騎士団の東方部隊のNo.1である兄様と戦うなんて…と思ったがそう言えば僕は兄様の実力がどれほどなのか実際には知らなかった。
兄様がすごいのは確かだし、みんながすごいと言うけれど手合わせをしたことなんて今までなかったな。
またとない機会だし、胸を借りよう。
兄様にも自分の成長を見せられるといいんだけど…
久しぶりにバルトロ兄さんがいない戦いと言うことで、守りも自分がやらないといけないのか…
最近バルトロ兄さんに頼りきっていたから、気をつけないと。
「じゃあ特に準備はいらないかな。トリクシー、いるかい?」
「ハッ、ここに。」
兄様がそういうと、側近のベアトリクスさんがどこからともなく兄様の背後に現れた。
「アルクスと手合わせをするから、もし危なそうだったら止めに入ってくれるかな?」
「かしこまりました。」
兄様と訓練場の中央で向かいあった。
「アルクス、本気を出してきて欲しい。どれだけ強くなったかわかれば、旅に出ている間僕らが不安に思うこともないからね。」
「はい、わかりました。では行きます!」
そうして、自ら斬りかかったが、簡単にいなされる。
上段斬り、薙ぎ、払い、突き、切り上げなど近距離での攻撃は全て防がれてしまった。
「こんなものじゃないよね?次はこちらから行くよ。光よ、我が腕に宿れ!」
兄様の詠唱が終わると、両腕が輝き出した。
「受け切れるかな?」
兄様の斬撃は、一撃一撃がバルトロ兄さんの攻撃のように重く、なおかつ速いため、受け止めて弾くのが精一杯だった。
「東方部隊でも、僕の攻撃を受け切れる人はほとんどいないのに、アルクスも成長したんだね。」
兄様は涼しい顔で徐々に剣速を加速してきた。
このままではまずいと思い、後ろへと飛びのいた。
「距離をとって様子をみようというのは普通なら正解だね。でも僕相手には悪手かな。
我が腕に宿りし光よ、我が道を切り開け!」
兄様が剣を振りかぶり、詠唱と共に振り下ろすと光輝く衝撃波が飛んできた。
「いけない!」
ベアトリクスさんが兄様の攻撃に反応して、止めようとするも時既に遅く。
咄嗟に盾を構えて闘気を集中すると、衝突した瞬間に弾き飛ばされたもののなんとか受け身をとり無事だった。
これはヴォルナーさんの技と似ているなと思ったが、意識を今の戦いに戻した。
兄様もベアトリクスさんも僕が今の攻撃を受け止められると思っていなかったらしく、驚いている様子だった。

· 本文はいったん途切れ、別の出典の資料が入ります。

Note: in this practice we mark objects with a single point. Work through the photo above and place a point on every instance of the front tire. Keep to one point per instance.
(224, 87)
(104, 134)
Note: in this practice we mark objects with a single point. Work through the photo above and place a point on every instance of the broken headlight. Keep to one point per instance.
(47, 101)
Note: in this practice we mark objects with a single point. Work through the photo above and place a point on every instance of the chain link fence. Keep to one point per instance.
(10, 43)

この隙にと思い、足に闘気を集中して兄様の頭上まで跳躍すると、闘気を込めて振り下ろした。
「くっ…!」
全力の一撃は受け止められたものの、初めて兄様が焦る様子が見れた。
そのまま力を込め続けると、兄様の剣が2つに折れた。
その隙を見逃さずに次の一撃を入れようとしたらベアトリクスさんが割って入り、止められてしまった。

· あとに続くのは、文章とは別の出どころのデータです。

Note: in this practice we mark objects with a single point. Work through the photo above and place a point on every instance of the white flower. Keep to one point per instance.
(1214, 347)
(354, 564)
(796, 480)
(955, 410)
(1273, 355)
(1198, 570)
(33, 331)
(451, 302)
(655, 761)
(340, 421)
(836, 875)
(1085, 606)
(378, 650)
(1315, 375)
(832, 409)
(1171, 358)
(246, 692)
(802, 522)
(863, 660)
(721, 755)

「剣も折れてしまったし、ここまでかな。強くなったね、アルクス。手合わせは君の勝ちだ。」
突然の勝利宣言に唖然としてしまった。
僕が兄様に勝っただって?
「隊長の剣は普段使用しているものではなく、騎士団の支給品でしたので耐久面が低かったからです。隊長は全力を出していなかったので、実力で勝ったと思わないように。」
ベアトリクスさんから厳しい指摘が入った。
「トリクシーは厳しいな。まぁ騎士団の大隊長くらいの強さはあるはずだ、誇っていいよ。
アルクスがこんなに強くなっていたとはね。
バルトロの守りは堅いし、アリシアは遠距離攻撃の精度・威力共に高いし安心だね。
アルクスは最後の一撃の威力をもう少し溜めずに瞬時に出せるようになると、決定力のある良いパーティになると思うよ。

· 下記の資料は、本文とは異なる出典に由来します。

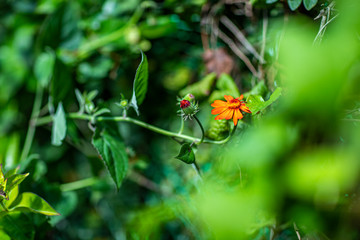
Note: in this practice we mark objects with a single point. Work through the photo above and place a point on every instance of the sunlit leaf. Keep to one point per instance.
(34, 203)
(15, 180)
(294, 4)
(140, 83)
(112, 151)
(59, 126)
(309, 4)
(44, 67)
(186, 154)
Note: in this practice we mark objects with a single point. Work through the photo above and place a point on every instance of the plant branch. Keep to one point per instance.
(238, 52)
(202, 130)
(33, 123)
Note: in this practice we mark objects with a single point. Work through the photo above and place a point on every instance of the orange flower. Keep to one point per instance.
(229, 109)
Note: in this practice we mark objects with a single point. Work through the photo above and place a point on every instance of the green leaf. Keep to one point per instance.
(61, 83)
(44, 66)
(81, 100)
(12, 196)
(186, 154)
(140, 83)
(294, 4)
(15, 180)
(256, 103)
(34, 203)
(309, 4)
(4, 236)
(58, 132)
(112, 151)
(66, 204)
(18, 226)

でも僕のあの一撃を耐えられる防御力もあるし、そこは素晴らしかったよ!」
バルトロ兄さんとアリシアは兄様に褒められて、照れている様子だった。
「そうですね、私はあの時アルクス君は防ぎきれないと思って介入しようとしてしまいました。間に合いませんでしたけど…」
多分兄様は加減してくれていたんだろう。
たまたま勝ったとはいえ、まだまだ遠い存在であることが実感できたな。
リディ達は僕と兄様の戦いを見てそれぞれ感じるところがあった様子で黙り込んでいた。
久しぶりの同期との邂逅はこれにて終了となり、皆に出立の日取りを伝えて解散となった。
帰宅後、兄様とルーナとバルトロ兄さんとアリシアはそれぞれ満足そうな様子で夕食の時は何故か皆僕の話ばかりしていた。
珍しく家にいた父様もその話を聞いて、珍しく少し嬉しそうな表情をしていた。
こうして王都での用事も全て終え、一通りの旅支度も済んだのであった。